Jeremy de Chavasse's few hopes now centered on his younger son, Marmaduke. In order to enable the young man to remain in London, to mix freely and to hold his own in that set into which family traditions had originally gained him admittance, the fond mother and indulgent father denied themselves the very necessities of life.
Marmaduke took everything that was given him, whilst chafing at the paucity of his allowance. Determined to cut a figure at Court, he spent two years and most of his mother's dowry in a vain attempt to capture the heart of one or the other of the rich heiresses who graced the entourage of Charles I.
But Nature who had given Marmaduke boundless ambition, had failed to bestow on him those attributes which would have helped him on towards its satisfaction. He was neither sufficiently prepossessing to please an heiress, nor sufficiently witty and brilliant to catch the royal eye or the favor of his uncle, the present Earl of Northallerton. His efforts in the direction of advantageous matrimony had earned for him at Court the nickname of "The Sparrowhawk." But even these efforts had soon to be relinquished for want of the wherewithal.
The doting mother no longer could supply him with a sufficiency of money to vie with the rich gallants at the Court, and the savings which Sir Jeremy had been patiently accumulating with a view to freeing the Acol estates from mortgage went instead to rescue young Marmaduke from a debtor's prison.

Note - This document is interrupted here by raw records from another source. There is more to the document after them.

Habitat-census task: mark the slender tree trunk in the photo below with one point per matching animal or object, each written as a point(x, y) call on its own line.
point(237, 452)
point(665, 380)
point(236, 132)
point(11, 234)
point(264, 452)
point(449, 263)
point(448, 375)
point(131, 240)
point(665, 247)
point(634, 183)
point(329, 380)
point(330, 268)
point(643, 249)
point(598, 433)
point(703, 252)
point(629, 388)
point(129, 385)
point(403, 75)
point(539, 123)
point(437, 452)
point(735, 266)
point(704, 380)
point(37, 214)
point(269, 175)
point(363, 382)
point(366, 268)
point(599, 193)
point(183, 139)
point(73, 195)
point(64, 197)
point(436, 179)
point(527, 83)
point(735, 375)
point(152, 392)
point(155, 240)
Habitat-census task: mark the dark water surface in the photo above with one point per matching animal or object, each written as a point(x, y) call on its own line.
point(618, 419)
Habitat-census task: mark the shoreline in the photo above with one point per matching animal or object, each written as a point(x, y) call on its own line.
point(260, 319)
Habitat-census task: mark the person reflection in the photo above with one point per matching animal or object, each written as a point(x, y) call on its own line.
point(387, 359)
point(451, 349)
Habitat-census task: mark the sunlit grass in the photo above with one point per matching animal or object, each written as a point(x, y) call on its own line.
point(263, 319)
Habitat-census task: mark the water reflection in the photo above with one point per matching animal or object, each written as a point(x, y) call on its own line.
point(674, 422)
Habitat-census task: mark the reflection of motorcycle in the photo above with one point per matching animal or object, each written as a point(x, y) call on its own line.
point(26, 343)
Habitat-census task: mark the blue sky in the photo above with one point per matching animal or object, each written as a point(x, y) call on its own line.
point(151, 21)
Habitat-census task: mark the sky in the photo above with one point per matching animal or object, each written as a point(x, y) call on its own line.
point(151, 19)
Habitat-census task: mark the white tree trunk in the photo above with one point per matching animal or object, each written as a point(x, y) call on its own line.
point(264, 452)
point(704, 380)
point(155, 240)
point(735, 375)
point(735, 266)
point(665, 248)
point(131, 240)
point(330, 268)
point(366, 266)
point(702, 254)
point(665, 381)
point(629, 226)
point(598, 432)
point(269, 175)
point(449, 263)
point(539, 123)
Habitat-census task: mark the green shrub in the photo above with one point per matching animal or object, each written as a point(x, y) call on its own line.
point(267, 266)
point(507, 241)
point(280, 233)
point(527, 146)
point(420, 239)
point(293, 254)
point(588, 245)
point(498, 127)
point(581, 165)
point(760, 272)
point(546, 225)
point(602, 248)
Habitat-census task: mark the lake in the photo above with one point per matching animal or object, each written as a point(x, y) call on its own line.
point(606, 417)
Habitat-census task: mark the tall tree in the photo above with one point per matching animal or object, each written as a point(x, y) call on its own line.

Poor Sir Jeremy did not long survive his disappointment. Marmaduke returned to Acol Court only to find his mother a broken invalid, and his father dead.
Since then it had been a perpetual struggle against poverty and debt, a bitter revolt against Fate, a burning desire to satisfy ambition which had received so serious a check.
When the great conflict broke out between King and Parliament, he threw himself into it, without zest and without conviction, embracing the cause of the malcontents with a total lack of enthusiasm, merely out of disappointment—out of hatred for the brilliant Court and circle in which he had once hoped to become a prominent figure.
He fought under Ireton, was commended as a fairly good soldier, though too rebellious to be very reliable, too self-willed to be wholly trusted.
Even in these days of brilliant reputations quickly made, he remained obscure and practically unnoticed. Advancement never came his way and whilst younger men succeeded in attracting the observant eye of old Noll, he was superseded at every turn, passed over—anon forgotten.
When my Lord Protector's entourage was formed, the Household organized, no one thought of the Sparrowhawk for any post that would have satisfied his desires. Once more he cursed his own poverty. Money—the want of it—he felt was at the root of all his disappointments. A burning desire to obtain it at any cost, even that of honor, filled his entire being, his mind, his soul, his thoughts, every nerve in his body. Money, and social prestige! To be somebody at Court or elsewhere, politically, commercially,—he cared not. To handle money and to command attention!